Lee, who served as corporate security and emergency management director for Great Western Financial Corp. in Los Angeles for eight years until 1996, steered the company through the 6.7-magnitude Northridge earthquake in 1994.
During the incident, the tremor jammed the garage door of the fire department closest to the Western Financial building, stopping the station's fire trucks in their tracks. Lee reiterated the importance of organizations not counting on government help.
"Plan like they're not coming," Lee said. "Be as self-sufficient as possible for as long as possible."
Reflecting back, Lee shared what worked in Western Financial's emergency plan, including use of Los Angeles County's employee Emergency Survival Program (ESP) - an emergency preparedness awareness campaign that releases all-hazards preparedness steps to employees each
month - the implementation of the Incident Command System to designate a formal command chain; and the development of an equipment mitigation program to, among other things, prevent important documents from spilling off shelves - using clear fishing line is a cheap way to secure otherwise loose files, he said.

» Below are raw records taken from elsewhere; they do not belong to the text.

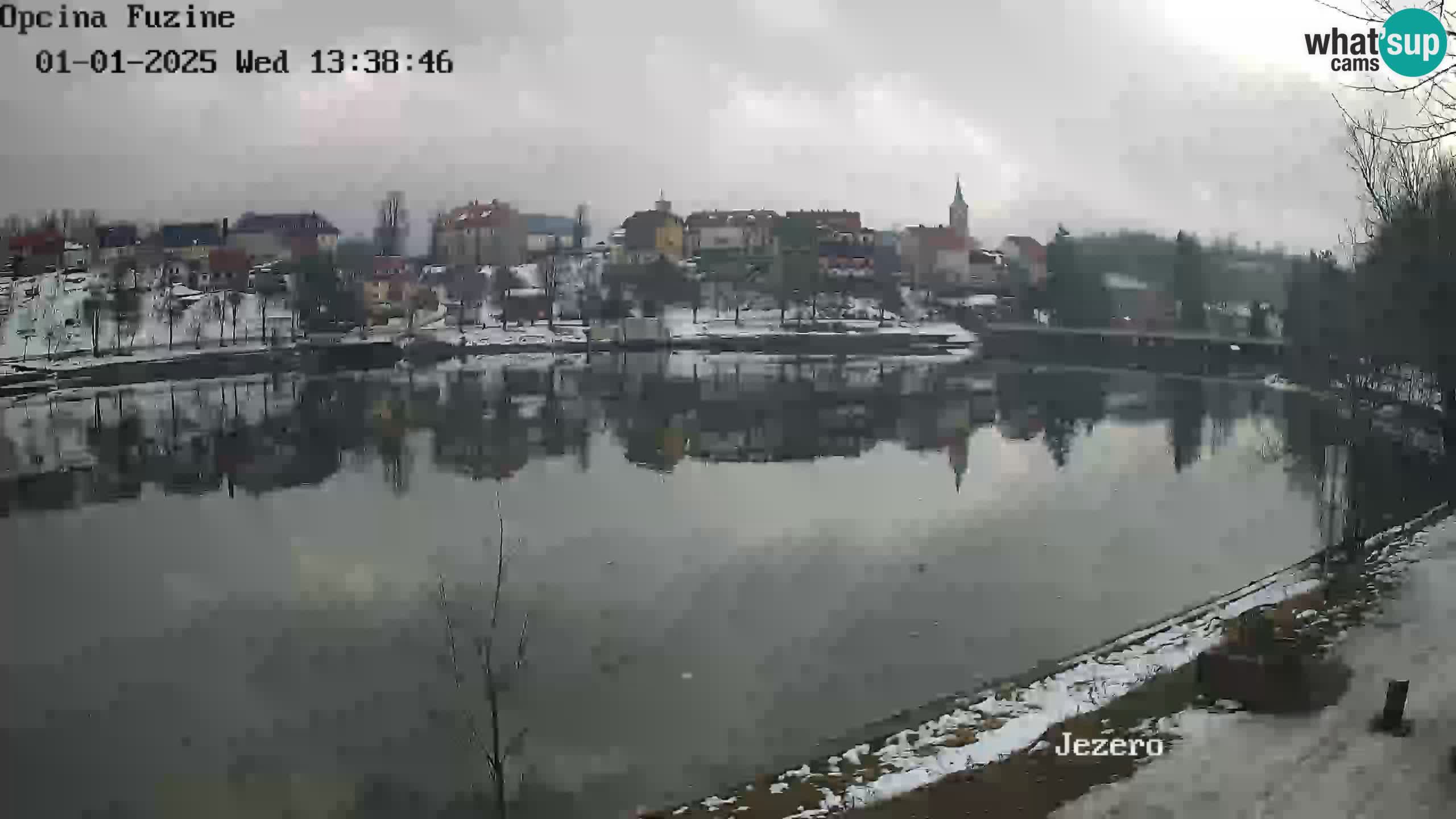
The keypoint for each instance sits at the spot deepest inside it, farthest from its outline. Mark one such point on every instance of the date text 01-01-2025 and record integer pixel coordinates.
(204, 61)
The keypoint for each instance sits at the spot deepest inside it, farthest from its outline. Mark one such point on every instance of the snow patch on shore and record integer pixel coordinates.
(1011, 721)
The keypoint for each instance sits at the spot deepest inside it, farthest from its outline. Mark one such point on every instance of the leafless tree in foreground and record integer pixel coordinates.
(1434, 94)
(497, 664)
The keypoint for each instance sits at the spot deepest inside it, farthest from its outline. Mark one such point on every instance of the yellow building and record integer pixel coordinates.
(653, 234)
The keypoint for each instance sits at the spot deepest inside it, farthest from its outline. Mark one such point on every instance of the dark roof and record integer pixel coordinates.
(479, 214)
(40, 241)
(545, 225)
(292, 225)
(190, 234)
(641, 228)
(117, 235)
(1033, 248)
(730, 218)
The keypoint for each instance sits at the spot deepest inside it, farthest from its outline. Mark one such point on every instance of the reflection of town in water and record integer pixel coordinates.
(289, 659)
(491, 419)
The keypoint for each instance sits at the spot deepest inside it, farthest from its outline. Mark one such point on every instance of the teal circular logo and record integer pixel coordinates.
(1414, 43)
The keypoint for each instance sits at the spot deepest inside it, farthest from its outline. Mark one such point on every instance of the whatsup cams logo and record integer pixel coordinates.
(1413, 44)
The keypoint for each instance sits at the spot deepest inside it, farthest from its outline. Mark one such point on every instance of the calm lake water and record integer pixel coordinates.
(223, 598)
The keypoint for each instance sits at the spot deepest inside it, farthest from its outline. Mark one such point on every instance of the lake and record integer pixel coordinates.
(239, 598)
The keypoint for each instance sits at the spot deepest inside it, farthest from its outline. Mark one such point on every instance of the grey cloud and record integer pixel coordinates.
(1098, 117)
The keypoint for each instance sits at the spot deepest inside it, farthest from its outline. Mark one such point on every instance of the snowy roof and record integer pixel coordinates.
(286, 225)
(191, 234)
(974, 301)
(545, 225)
(528, 274)
(117, 235)
(1122, 282)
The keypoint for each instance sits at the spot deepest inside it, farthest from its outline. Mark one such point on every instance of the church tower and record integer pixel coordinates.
(960, 213)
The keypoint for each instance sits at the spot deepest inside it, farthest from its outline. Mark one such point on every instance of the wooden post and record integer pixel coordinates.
(1392, 719)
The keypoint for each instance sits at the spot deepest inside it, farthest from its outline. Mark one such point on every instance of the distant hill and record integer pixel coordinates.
(1235, 273)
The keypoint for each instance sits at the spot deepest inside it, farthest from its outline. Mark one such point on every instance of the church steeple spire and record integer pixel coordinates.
(960, 212)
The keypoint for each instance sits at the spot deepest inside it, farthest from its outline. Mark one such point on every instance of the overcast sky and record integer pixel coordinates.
(1143, 114)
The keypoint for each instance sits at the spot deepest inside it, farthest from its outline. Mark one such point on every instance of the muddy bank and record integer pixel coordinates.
(994, 754)
(325, 358)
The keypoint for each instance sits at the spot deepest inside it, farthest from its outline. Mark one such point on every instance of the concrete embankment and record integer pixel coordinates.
(346, 356)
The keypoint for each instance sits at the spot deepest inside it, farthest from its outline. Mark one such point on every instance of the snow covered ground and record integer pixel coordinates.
(35, 305)
(1329, 763)
(1011, 721)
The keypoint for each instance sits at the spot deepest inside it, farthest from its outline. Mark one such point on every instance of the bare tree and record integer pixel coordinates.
(394, 225)
(197, 327)
(25, 328)
(497, 665)
(1391, 172)
(437, 222)
(56, 334)
(1434, 95)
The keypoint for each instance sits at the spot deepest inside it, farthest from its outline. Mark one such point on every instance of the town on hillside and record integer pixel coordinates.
(76, 284)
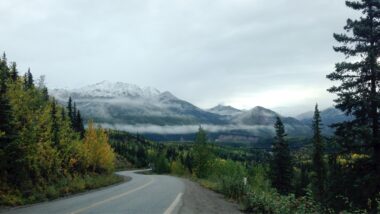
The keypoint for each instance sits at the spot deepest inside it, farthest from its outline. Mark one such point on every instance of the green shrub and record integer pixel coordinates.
(161, 165)
(229, 177)
(177, 168)
(272, 202)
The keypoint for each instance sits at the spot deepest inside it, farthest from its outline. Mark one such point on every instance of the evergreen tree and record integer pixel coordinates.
(79, 127)
(54, 123)
(74, 116)
(281, 169)
(28, 80)
(202, 154)
(45, 94)
(6, 120)
(319, 168)
(358, 93)
(13, 72)
(70, 109)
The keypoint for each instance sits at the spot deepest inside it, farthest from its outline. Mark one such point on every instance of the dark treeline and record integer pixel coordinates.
(44, 149)
(339, 174)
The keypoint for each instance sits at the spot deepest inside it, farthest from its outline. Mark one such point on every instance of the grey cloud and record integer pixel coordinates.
(203, 51)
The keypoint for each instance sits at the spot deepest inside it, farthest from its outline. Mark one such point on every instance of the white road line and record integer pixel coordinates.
(113, 197)
(174, 204)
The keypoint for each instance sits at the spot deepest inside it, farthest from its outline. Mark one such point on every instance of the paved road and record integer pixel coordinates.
(143, 194)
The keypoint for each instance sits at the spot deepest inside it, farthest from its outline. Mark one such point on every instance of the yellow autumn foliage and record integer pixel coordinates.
(100, 154)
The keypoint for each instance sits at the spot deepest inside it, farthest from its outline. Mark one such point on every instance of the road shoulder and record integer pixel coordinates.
(197, 199)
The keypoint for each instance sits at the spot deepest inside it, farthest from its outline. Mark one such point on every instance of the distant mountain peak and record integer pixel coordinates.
(108, 89)
(224, 110)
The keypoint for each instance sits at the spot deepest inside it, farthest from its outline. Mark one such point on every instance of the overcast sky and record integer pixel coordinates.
(242, 53)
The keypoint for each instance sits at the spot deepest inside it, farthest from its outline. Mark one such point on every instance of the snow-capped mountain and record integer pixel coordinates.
(106, 89)
(225, 110)
(122, 104)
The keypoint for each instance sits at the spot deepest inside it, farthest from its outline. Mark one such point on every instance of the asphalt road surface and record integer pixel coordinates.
(142, 194)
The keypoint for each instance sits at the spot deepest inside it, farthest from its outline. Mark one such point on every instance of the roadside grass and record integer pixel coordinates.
(63, 187)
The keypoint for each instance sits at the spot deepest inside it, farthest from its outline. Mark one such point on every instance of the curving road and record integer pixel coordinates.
(142, 194)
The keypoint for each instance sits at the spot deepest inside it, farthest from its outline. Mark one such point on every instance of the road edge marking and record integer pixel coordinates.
(174, 204)
(113, 197)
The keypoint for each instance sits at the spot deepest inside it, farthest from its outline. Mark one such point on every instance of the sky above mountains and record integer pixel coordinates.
(242, 53)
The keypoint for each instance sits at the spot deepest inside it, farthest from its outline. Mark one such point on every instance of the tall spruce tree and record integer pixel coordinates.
(13, 71)
(358, 92)
(70, 109)
(281, 169)
(54, 123)
(28, 80)
(79, 127)
(319, 168)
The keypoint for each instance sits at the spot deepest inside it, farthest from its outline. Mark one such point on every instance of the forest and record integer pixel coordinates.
(339, 174)
(45, 151)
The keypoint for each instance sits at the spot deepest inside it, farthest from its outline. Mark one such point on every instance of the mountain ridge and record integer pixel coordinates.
(126, 105)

Ghilarducci also shared his best preparation advice: Back up important systems and materials; forge relationships with other business leaders to share resources during a disaster; leverage public-private partnerships; and establish contracts with secondary providers to allow for options.
During a disaster, both Ghilarducci and Lee said it's paramount to keep employees safe and happy (accounting for personnel will also ease stress), and to be flexible and understand you can't control everything.

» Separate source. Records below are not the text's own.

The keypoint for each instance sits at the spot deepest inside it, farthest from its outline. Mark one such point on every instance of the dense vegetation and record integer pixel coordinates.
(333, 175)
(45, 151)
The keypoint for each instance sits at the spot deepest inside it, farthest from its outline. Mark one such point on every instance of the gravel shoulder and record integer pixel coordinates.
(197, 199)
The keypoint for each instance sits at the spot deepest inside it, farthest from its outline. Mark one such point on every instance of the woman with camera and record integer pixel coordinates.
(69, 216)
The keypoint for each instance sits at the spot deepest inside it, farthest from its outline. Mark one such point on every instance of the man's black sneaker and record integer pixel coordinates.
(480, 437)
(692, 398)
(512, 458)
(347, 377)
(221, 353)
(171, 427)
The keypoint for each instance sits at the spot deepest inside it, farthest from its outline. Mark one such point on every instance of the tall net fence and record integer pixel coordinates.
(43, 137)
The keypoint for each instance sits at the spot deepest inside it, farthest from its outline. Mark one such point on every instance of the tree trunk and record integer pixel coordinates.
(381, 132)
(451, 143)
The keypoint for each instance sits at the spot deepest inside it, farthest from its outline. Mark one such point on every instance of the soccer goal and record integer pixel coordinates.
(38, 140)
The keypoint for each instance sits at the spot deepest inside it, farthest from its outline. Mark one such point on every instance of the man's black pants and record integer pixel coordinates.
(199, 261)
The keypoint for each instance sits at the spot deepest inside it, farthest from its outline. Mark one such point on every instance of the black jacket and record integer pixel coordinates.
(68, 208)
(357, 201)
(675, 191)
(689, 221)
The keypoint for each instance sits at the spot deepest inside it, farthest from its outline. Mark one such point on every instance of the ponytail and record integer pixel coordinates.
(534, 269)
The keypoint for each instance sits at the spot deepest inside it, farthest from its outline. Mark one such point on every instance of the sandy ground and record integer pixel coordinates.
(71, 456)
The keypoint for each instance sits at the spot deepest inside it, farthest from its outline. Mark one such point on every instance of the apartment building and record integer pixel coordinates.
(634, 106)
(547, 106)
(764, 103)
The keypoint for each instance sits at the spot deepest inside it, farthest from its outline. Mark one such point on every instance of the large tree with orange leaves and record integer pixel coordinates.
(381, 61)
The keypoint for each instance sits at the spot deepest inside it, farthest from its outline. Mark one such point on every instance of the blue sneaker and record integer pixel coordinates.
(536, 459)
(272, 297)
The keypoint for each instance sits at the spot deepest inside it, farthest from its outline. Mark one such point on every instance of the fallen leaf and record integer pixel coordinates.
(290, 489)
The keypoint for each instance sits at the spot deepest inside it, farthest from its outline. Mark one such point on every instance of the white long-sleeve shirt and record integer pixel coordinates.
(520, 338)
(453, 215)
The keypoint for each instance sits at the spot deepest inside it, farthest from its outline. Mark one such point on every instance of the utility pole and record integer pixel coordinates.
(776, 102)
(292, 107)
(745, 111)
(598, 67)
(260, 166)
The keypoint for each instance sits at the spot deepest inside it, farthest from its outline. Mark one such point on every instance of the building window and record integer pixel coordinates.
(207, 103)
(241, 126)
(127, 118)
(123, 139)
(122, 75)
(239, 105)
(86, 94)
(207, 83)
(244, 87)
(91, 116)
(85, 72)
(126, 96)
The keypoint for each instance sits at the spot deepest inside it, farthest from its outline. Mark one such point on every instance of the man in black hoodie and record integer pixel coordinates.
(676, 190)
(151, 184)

"People will go through great lengths if you give them the basics," Lee said.
Hand in Glove
Churches, nonprofits and businesses - places where people work and gather - must prepare to stay afloat not only for their survival, but to pull others back on their feet after a disaster, Ghilarducci said.
"Because if you don't have businesses in place, operational and functioning, then the people who have been devastated by the disaster in the community have no place to go to help get themselves back online," Ghilarducci said. "It's sort of a hand-in-glove relationship."
For this reason, he said, getting business back on their feet after a disaster is one of government's top priorities.
Hurricane Katrina saw 18,700 Louisiana businesses go under, half of which won't recover. This compromised the greater recovery efforts of Louisiana communities, Ghilarducci said.
While big businesses carted in resources quickly after Katrina, small business (most American businesses fall in this category) struggled to work out supply-chain conundrums.
If given the wherewithal, he said, smaller, nimbler operations could beat out big businesses and government bureaucracy because they have little overhead and can regroup fast.
There's also outside help for local operations during disasters, Ghilarducci pointed out. The federal government's Small Business Administration provides low-interest loans to give a leg up to small businesses in declared disaster zones. And the Stafford Act now reimburses local nonprofits for offering people direct assistance in times of need.
However, businesses and nonprofits must still tailor their own disaster plans to get up and running until government can step in to provide assistance.
CaliforniaVolunteers, the volunteer and service agency charged with handling programs like AmeriCorps and Citizen Corps, partnered with the California Governor's Office of Emergency Services, the California Office of Homeland Security, the Sacramento Regional Office of Homeland Security, Sacramento County Public Health and the Sacramento Region Citizen Corps Council to make the event happen.
The nonprofits, businesses and faith-based groups in attendance ended the day by filling out a sample emergency plan, and were encouraged to continually work to adapt the plan to their own operations even after they left the confines of the conference room.
"This is not a project," Lee said. "This is a process that will continue for a long time."